Defende a procura de nichos de mercado na globalização, um aumento da competitividade pela inovação tecnológica e não através de salários baixos, e uma aposta na internacionalização, por exemplo.

O Pacto é a via para corrigir vulnerabilidades do tecido empresarial português, no sentido de produzir uma nova geração de “campeões globais” capazes de venderem não só produtos, mas também ideias e serviços à escala global.

No entanto, o pano de fundo para a tomada de medidas é bastante mais pessimista do que o do Governo. “Não vamos ter ilusões”, considera Costa e Silva, alertando que queda do PIB português pode chegar aos 12% em 2020.

Costa Silva quer indexar financiamento da segurança social ao rendimento das empresas. Propõe programa de reformas antecipadas para os professores mais idosos e a criação de um programa de apoio à manutenção de postos de trabalho menos qualificados.
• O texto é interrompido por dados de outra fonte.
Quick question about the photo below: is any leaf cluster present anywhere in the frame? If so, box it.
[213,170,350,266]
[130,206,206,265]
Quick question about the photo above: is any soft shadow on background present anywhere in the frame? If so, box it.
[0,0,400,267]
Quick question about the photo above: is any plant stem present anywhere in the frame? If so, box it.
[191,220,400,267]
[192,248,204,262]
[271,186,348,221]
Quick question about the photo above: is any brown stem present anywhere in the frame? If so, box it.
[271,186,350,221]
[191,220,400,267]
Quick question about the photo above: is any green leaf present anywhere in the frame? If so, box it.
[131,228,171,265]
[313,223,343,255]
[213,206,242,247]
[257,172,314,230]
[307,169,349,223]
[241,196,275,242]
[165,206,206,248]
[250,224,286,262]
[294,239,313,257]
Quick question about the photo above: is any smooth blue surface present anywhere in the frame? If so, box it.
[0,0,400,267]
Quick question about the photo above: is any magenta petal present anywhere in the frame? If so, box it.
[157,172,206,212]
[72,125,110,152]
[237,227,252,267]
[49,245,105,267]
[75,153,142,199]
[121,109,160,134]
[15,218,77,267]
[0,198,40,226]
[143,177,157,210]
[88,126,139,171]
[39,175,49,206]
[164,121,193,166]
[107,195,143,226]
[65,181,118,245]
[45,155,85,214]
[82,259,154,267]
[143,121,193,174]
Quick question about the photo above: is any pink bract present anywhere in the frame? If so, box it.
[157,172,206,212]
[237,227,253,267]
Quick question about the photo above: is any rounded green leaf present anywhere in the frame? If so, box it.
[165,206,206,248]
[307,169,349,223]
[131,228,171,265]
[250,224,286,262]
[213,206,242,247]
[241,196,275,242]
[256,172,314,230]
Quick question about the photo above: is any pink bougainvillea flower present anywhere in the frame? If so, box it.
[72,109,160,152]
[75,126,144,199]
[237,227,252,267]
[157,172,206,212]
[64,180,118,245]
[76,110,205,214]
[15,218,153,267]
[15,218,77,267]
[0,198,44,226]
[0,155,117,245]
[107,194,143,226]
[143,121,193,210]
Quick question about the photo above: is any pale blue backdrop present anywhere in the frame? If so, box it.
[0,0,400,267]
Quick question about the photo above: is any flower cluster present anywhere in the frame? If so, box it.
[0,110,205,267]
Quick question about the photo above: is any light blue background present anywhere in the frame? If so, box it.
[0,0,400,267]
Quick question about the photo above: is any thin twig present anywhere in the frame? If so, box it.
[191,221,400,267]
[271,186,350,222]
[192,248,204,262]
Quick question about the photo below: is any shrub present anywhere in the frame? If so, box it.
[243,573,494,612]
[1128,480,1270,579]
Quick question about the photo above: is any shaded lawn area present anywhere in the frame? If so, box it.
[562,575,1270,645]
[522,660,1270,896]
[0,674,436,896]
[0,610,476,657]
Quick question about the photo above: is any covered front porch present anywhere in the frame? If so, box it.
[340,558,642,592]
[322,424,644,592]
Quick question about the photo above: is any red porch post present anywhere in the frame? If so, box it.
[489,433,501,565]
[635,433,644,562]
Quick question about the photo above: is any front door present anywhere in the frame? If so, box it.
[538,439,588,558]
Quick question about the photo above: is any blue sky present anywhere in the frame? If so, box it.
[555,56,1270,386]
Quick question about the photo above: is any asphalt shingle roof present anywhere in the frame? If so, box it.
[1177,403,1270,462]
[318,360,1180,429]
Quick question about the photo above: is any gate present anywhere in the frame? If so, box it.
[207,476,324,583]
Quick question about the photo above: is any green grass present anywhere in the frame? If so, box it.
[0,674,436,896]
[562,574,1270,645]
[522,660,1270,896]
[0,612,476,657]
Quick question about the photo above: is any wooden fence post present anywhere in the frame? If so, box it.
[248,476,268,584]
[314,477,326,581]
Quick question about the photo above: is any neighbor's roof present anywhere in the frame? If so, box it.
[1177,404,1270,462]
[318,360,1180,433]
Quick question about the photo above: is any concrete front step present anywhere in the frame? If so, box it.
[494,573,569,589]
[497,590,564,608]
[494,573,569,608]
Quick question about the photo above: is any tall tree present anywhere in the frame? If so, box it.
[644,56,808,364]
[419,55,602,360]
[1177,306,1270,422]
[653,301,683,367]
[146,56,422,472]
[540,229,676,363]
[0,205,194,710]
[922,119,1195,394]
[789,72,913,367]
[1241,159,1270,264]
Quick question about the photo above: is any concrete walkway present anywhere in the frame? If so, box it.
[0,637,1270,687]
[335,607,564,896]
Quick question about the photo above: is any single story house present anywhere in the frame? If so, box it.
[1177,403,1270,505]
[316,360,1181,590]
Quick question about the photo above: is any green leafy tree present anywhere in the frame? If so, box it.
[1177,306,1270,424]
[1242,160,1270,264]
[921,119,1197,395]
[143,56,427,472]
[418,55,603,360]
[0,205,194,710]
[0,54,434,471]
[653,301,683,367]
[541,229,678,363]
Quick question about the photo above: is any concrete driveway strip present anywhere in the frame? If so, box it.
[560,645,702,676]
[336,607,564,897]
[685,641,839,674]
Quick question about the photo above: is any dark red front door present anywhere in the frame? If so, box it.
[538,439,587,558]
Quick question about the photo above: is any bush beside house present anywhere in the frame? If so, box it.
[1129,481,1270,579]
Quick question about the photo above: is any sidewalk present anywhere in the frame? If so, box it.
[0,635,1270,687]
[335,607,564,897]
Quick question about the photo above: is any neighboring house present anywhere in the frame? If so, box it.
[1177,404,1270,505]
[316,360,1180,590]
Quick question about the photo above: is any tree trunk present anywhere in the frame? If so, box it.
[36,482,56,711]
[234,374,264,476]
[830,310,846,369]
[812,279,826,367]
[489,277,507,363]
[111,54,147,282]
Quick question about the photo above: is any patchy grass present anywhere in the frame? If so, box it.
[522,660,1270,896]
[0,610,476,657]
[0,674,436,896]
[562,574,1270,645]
Este deve “garantir que sectores menos qualificados da população ativa cujo emprego esteja ameaçado pela modernização da economia possam ver os seus postos viabilizados durante um período de transição, por via de apoios públicos à manutenção de serviços em processo de automatização, por exemplo, em funções de atendimento”.

Também sugere ao Governo que desenhe um programa de criação de emprego social para quebrar ciclos de pobreza e de exclusão económica e social que a atribuição de subsídios não garante. Postos de trabalho sem grande valor económico mas de elevado valor social.